Listen to Your Life

If I were called upon to state in a few words the essence of everything I was trying to say both as a novelist and as a preacher it would be something like this: Listen to your life. See it for the fathomless mystery that it is. In the boredom and pain of it no less than in the excitement and gladness: touch, taste, smell your way to the holy and hidden heart of it because in the last analysis all moments are key moments, and life itself is grace.

– Frederick Buechner from Now and Then

I like the first weeks of the New Year. The hectic Christmas season slips away in the rearview mirror. The nights are still very long, but every sunset is a few minutes later. Luxurious moments of free time appear. In those free moments we have a chance to think and remember, dream and plan, and collect the scattered pieces of our lives into pictures, or as Buechner says it, “listen to your life.”

All of us do a lot of listening in our lives, maybe too much. We listen to TV, radio and music as a sort of background track to keep the silence from getting too close. We listen to teachers, bosses, clients and customers often because we have to. The consequences of not listening to these folks can be bad. We try to listen to our friends and families for the most part because we care about them and don’t want them to feel ignored or unimportant, but not so much because we are vitally interested in what they have say. These modes of listening are passive; we are hardly engaged at all with the content. Neither memory nor imagination is engaged. It is water poured on the back of the proverbial duck.

Some communication experts have even suggested that we are collectively suffering from “listening burnout,” that we are so inundated with messages that we have tuned each other out. When we talk, we tend to “trade stories” rather than asking questions to find out more. We default to well-known clichés like the weather and Saturday’s game instead of saying anything of substance.

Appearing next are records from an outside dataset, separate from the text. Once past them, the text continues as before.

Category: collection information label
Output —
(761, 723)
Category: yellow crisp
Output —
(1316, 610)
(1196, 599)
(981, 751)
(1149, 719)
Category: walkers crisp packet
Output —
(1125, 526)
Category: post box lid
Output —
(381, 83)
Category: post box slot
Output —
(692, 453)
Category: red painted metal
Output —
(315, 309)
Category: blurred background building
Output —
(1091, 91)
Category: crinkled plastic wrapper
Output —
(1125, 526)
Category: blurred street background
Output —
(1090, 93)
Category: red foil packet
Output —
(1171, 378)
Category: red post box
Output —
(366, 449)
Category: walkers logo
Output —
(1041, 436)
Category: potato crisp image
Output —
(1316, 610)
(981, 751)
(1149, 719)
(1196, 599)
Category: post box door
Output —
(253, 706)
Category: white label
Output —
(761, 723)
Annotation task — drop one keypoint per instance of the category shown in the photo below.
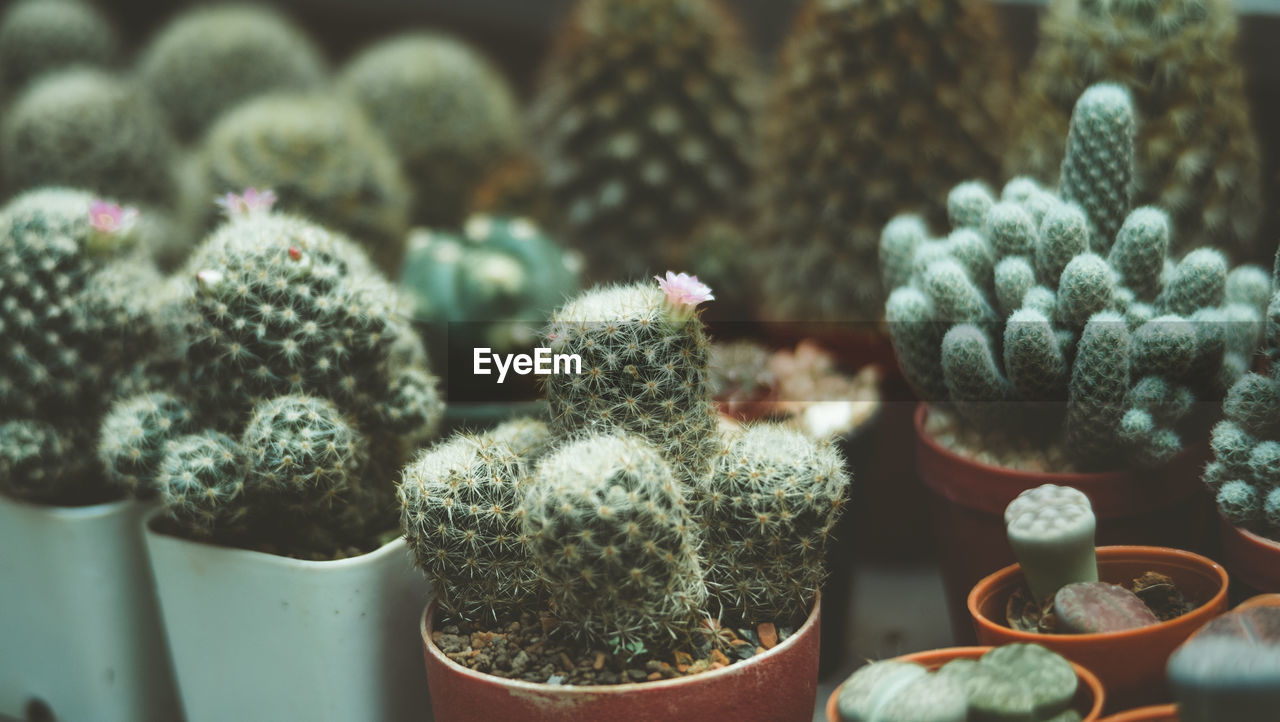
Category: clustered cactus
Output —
(635, 522)
(1060, 316)
(447, 113)
(877, 108)
(1197, 154)
(643, 124)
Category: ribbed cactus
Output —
(1197, 155)
(447, 113)
(1059, 318)
(876, 108)
(210, 59)
(643, 122)
(615, 544)
(40, 36)
(644, 370)
(87, 129)
(321, 159)
(768, 510)
(497, 282)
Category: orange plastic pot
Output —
(1165, 507)
(1089, 695)
(780, 684)
(1129, 663)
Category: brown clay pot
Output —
(1129, 663)
(1165, 507)
(1089, 695)
(778, 685)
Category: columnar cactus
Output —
(321, 159)
(1059, 318)
(877, 106)
(1197, 155)
(447, 113)
(768, 510)
(644, 127)
(210, 59)
(88, 129)
(613, 543)
(40, 36)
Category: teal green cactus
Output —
(447, 113)
(496, 283)
(768, 510)
(210, 59)
(321, 159)
(88, 129)
(42, 36)
(615, 544)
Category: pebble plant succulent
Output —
(1047, 319)
(494, 284)
(211, 58)
(40, 36)
(643, 123)
(877, 108)
(323, 160)
(447, 113)
(1197, 155)
(88, 129)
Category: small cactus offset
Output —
(768, 510)
(210, 59)
(643, 126)
(447, 113)
(1056, 319)
(1197, 154)
(615, 544)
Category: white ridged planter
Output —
(80, 627)
(261, 636)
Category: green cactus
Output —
(447, 113)
(323, 160)
(41, 36)
(88, 129)
(768, 510)
(210, 59)
(613, 544)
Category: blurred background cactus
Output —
(644, 124)
(1197, 154)
(877, 108)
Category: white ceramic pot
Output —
(80, 627)
(261, 636)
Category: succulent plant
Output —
(1197, 155)
(210, 59)
(41, 36)
(1059, 316)
(643, 123)
(447, 113)
(919, 87)
(768, 510)
(613, 543)
(88, 129)
(321, 159)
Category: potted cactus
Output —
(77, 325)
(302, 385)
(1055, 341)
(1087, 602)
(626, 552)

Listening to our lives or really listening to another person requires a different kind of listening. This kind of listening is active and engaged. It is creative. It’s a listening that really wants to hear, engage and understand. It uses the heart and imagination as well as the brain. It asks questions. It can set its own story aside for a time. It is intentional. When it is successful, the effect is powerful, even life-changing. At the barest minimum, it will improve any relationship.

If you want people to think that you’re a brilliant person, practice active listening. The same holds true for getting along with your spouse and figuring out your children. It works.

To what are you listening? There are a million voices fighting for your ear, and they’ll use every trick in the book to sell you something, win your vote, get you to act the way they want you to act and believe what they want you to believe. Not a single one of those voices is listening to your life; they only care that you listen to theirs.

“Listening to your life” is something of a higher order than simply using good communication skills. It’s the headwaters of great art. It’s that moment of insight that sets you on a new path. It is the source of that calm sense of assurance at the end of the day that it wasn’t all for naught. In listening to your life you “…touch, taste, smell your way to the holy and hidden heart of it because in the last analysis all moments are key moments, and life itself is grace.”